Depois de um tempo está de volta, no mesmo estado. Não teria melhora tão cedo. Talvez fisioterapia possa ajudar. Mas pagar como? Genival vivia de biscate e nunca guardou um tostão. Bebia o pouco que sobrava.
– Já arrumou fisioterapeuta pro teu homem, Lu?
– Ainda não.
– Não vai arrumar?
– Vou pensar.
Cada uma que aparece. Ô, gente danada pra gostar de se meter na vida alheia! Onde já se viu?
Genival em casa, jogado em cima da cama. Nos fins de semana, o filho aparece com a namorada de olho roxo. Carrega o pai para o sofá e, antes de ir embora, o coloca novamente na cama.
– Coitado do meu pai.
Pensa em dizer “Está com pena, leva e cuida”, mas não diz. Sabe que não vai adiantar. Diz apenas, para cortar caminho:
– Seu pai está bem. Ele aguenta o tranco. É guerreiro.
Vez em quando empurra a cadeira de rodas do entrevado até o salão, que felizmente é perto de casa. Ele fica com aquela boca torta e o olho parado nela, parece que acompanha todos os seus movimentos. Dá até nervoso.
Eneida repara, mas não comenta para não ouvir desaforos.

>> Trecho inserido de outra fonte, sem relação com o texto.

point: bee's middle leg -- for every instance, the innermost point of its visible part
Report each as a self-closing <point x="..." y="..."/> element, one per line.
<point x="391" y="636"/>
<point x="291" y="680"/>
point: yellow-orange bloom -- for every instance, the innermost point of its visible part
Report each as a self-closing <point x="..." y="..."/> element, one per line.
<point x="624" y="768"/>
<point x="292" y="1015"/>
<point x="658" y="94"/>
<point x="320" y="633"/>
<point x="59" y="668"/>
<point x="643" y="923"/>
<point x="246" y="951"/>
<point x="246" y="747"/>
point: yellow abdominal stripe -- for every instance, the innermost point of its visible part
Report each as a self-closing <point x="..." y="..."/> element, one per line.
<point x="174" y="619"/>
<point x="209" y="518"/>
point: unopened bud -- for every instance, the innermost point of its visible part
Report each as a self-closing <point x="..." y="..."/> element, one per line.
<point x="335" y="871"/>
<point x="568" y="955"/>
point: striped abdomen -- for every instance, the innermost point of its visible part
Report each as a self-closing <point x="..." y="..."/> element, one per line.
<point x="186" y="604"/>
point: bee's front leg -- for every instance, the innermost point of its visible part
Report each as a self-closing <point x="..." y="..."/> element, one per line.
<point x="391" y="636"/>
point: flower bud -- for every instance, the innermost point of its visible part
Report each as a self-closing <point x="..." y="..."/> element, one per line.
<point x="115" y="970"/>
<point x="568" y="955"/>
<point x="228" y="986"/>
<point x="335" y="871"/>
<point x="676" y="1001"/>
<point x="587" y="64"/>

Lucinha está mais solta, conversa com as colegas, fala alto, parece outra pessoa. Especialmente no batom e no esmalte que sequer usava antes. Anda com umas ideias na cabeça, mas ainda não teve coragem de comentar com ninguém: arranjar um namorado. Um homem bem forte, que possa ajudá-la a empurrar a cadeira, mexer no corpo do marido de um lado pro outro, dar apoio na hora de trocá-lo, essas coisas.
Vai ser difícil achar um macho disposto a essa tarefa. Homem é bicho orgulhoso. Mas quem sabe? Imagina-se até se esfregando com o namorado novo no sofá, bem diante de Genival, só para ver como ele reage. Ou morre de vez.
Se ela tem coragem? Claro que sim. É judiação? Uma pinoia.
Cada um sabe de si.
(Do livro "Ainda tem sol em Ipanema".Faria e Silva Editora, 2022)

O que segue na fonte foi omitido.